Ulf Linde


Ulf Harald Linde was a Swedish art critic, writer, jazz musician, museum director and a member of the Swedish Academy.

Biography

Linde was born in the Östermalm district of Stockholm. Interested in jazz music from a young age, he started playing the trumpet in the late 1940s, but soon switched to vibraphone. Between 1948 and 1952 he played in the groups of Thore Jederby and Simon Brehm, and recorded together with musicians such as Arne Domnérus, Bengt Hallberg, and James Moody, as well as with groups led by himself.
After his musical career ended, Linde worked as an art critic for Dagens Nyheter between 1956 and 1968, then as a professor at the Royal Institute of Art until 1975, as chief curator at Moderna Museet in Stockholm from 1973 to 1976, and as director of the Thiel Gallery in Stockholm from 1977 to 1997. A prominent critic, his 1960 book Spejare had a large influence on the view of art in Sweden in the 1960s, and is mentioned as having "delivered an incendiary starting-point for an open concept of art based on the viewer’s active participation." Linde wrote over 30 books during his career, among them several monographs on artists and poets such as Pablo Picasso, Henri Matisse, Siri Derkert and Wallace Stevens.

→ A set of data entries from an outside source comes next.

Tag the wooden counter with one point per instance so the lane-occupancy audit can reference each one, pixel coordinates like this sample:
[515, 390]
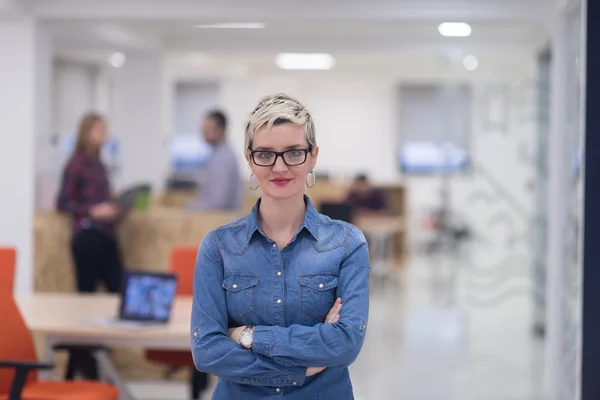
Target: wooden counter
[145, 238]
[323, 190]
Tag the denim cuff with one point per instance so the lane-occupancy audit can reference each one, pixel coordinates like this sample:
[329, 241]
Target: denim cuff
[297, 375]
[262, 340]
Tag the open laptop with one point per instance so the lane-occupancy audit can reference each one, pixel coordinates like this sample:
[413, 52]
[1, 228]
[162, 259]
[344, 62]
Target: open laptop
[147, 297]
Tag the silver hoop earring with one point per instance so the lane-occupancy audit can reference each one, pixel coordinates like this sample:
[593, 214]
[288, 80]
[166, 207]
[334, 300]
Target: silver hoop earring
[250, 182]
[311, 178]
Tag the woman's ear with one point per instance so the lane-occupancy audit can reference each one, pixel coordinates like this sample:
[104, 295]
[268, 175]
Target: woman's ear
[315, 154]
[249, 160]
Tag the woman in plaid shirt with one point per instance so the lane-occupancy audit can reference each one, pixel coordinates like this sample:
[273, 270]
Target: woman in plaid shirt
[85, 195]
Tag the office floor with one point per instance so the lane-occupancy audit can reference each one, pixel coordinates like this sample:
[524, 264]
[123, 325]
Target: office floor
[440, 332]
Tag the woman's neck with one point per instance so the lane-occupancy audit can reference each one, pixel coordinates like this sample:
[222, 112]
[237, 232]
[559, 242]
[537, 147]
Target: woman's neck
[281, 219]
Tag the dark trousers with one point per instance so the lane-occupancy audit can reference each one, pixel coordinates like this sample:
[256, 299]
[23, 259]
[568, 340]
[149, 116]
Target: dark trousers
[97, 260]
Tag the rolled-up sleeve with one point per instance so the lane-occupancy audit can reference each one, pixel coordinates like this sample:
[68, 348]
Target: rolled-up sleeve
[212, 350]
[327, 345]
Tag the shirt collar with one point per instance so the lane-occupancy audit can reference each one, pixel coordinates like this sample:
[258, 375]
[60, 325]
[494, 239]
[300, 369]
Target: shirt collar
[310, 223]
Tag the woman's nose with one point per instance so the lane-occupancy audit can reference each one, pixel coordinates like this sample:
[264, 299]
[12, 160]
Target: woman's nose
[279, 165]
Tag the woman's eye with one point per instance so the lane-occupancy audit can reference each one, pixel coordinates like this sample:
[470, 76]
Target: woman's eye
[265, 156]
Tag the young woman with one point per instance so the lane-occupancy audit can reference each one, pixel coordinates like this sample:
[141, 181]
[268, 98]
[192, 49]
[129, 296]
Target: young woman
[85, 194]
[267, 315]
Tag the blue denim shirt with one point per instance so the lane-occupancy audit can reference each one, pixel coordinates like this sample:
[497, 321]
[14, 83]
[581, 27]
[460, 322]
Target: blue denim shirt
[242, 278]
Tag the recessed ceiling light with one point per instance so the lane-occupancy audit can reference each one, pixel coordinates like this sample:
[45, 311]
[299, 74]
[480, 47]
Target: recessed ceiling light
[117, 60]
[471, 63]
[305, 61]
[455, 29]
[233, 25]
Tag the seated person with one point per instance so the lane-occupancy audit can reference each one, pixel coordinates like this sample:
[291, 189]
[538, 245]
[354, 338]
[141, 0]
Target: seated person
[364, 198]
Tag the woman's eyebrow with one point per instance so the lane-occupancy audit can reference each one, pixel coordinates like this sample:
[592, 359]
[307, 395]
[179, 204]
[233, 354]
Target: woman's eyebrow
[291, 147]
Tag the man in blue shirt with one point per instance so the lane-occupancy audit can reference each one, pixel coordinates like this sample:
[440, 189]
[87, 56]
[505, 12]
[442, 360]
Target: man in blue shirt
[220, 184]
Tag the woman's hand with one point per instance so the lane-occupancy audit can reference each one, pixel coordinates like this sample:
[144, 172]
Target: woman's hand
[234, 333]
[333, 315]
[104, 211]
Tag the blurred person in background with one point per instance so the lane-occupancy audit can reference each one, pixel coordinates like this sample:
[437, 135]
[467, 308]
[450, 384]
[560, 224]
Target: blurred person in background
[220, 185]
[364, 198]
[267, 314]
[85, 195]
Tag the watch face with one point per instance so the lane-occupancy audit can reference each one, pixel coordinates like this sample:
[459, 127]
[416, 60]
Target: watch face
[245, 339]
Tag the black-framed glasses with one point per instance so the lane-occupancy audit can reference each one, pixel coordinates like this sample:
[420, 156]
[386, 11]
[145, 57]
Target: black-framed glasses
[291, 158]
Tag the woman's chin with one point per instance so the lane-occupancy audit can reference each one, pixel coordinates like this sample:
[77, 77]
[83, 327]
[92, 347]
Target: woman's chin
[281, 192]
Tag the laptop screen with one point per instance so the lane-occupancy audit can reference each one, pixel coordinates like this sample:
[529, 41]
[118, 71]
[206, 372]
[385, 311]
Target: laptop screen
[147, 296]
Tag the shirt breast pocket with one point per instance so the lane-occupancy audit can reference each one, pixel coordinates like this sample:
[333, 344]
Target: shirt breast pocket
[317, 294]
[241, 295]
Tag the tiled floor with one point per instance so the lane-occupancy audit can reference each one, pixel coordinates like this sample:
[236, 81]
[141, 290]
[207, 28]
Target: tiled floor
[437, 334]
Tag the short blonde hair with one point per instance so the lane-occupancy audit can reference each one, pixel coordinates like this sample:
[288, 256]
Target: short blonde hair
[279, 108]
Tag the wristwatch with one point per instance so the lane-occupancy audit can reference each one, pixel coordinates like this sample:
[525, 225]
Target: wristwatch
[247, 337]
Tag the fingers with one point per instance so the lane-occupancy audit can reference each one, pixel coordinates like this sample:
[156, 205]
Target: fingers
[333, 315]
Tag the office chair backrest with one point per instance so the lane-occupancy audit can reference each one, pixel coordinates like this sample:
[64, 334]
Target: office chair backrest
[8, 261]
[336, 210]
[182, 263]
[16, 343]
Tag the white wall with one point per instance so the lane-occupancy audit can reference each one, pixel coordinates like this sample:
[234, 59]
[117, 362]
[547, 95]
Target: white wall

In 1961 and 1963, he produced a number of replicas of Marcel Duchamp's readymades for exhibitions at Moderna Museet; the replicas, which were signed by Duchamp, would later be used for a number of exhibitions around the world.
Linde was a member of the Royal [Swedish Academy of Fine Arts] from 1963. He was elected a member of the Swedish Academy on 10 February 1977 and admitted on 20 December 1977, succeeding the writer Eyvind Johnson to seat 11.